The University of Wisconsin–Madison is tied for 12th among public institutions in U.S. News & World Report’s latest college rankings.
Overall, UW–Madison ranks 46th in a six-way tie. Last year, UW–Madison ranked 10th among publics and 44th overall in a six-way tie. The rankings, released today, include more than 310 national doctoral universities and will be included in the 2018 edition of America’s Best Colleges.
“We are incredibly proud of the education and the Wisconsin Experience we offer students,” says Provost Sarah Mangelsdorf. “Our faculty and staff are among the best in the world.”
U.S. News gathers data from and about each school in academic excellence, including first-year student retention and graduation of students, peer assessment, faculty resources, admissions selectivity, financial resources, alumni giving and graduate rate performances, which is the difference between the proportion of students expected to graduate and the proportion who do. Each indicator is assigned a weight based on U.S. News’ judgments about which measures of quality matter most – graduation and retention rates, categories UW–Madison performs well in, are the most heavily weighed factors.
For the second year in a row, UW–Madison was ranked 14th overall and sixth among publics in the “A Strong Commitment to Undergraduate Teaching” category.

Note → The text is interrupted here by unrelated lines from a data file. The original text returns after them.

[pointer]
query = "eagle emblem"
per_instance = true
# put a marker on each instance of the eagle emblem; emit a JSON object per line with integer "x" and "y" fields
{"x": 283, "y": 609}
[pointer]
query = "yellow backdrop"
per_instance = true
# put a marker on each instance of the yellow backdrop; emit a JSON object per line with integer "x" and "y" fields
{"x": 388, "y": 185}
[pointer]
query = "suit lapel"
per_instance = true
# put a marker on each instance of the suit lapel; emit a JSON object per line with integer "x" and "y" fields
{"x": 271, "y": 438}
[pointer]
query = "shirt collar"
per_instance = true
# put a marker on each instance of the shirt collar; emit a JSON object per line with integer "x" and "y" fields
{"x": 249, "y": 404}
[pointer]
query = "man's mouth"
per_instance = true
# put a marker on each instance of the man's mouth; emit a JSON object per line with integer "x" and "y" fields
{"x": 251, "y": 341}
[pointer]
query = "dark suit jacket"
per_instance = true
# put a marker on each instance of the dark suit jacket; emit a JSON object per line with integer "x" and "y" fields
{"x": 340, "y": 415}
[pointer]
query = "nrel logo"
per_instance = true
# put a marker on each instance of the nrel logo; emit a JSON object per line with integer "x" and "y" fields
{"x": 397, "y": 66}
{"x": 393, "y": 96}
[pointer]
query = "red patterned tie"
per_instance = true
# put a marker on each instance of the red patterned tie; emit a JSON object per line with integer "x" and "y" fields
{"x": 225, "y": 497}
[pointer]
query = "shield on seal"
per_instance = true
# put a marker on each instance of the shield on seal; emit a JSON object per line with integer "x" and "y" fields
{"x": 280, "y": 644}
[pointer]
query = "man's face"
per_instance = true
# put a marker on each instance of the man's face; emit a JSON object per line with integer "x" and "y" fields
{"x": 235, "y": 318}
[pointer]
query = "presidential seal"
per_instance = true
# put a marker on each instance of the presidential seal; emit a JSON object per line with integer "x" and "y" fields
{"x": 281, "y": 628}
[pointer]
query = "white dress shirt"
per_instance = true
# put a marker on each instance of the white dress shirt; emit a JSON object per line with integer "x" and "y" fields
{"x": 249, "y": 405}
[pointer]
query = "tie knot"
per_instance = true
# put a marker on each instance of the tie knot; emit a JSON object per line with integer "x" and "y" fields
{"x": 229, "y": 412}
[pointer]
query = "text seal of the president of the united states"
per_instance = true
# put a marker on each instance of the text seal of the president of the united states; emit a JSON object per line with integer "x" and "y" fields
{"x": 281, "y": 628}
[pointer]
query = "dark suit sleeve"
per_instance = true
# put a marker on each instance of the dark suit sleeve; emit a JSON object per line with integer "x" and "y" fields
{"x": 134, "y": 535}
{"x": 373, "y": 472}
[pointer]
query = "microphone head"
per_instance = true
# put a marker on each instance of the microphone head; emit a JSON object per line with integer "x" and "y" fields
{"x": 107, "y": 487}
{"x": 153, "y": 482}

UW-Madison is ranked as the 18th “Best College for Veterans” in a four-way tie. Institutions included on this list must be certified for the GI Bill, participate in the Yellow Ribbon Program or be a public institution that charges in-state tuition to all out-of-state veterans, must have enrolled a minimum of 20 veterans and active service members in the 2016-17 academic year, and must be ranked in the top half of the institution’s overall U.S. News ranking category.
The report also evaluated undergraduate engineering and business programs. For the fourth year in a row, the College of Engineering ranks 14th overall, and for the fifth year in a row, it ranks seventh among public doctoral institutions. Among “Best in the Specialties,” chemical engineering ranked fifth overall and third among public institutions, while the industrial/manufacturing engineering ranked fifth overall and fifth among public institutions.
The undergraduate program at the Wisconsin School of Business is ranked 15th overall in a six-way tie, up from 19th last year and is seventh among public doctoral institutions, up from ninth last year. The insurance/risk management program is ranked third overall, up from fifth last year, and second among public universities, up from third last year. The real estate program is ranked second among public institutions, down from first last year, and third overall, down from second last year.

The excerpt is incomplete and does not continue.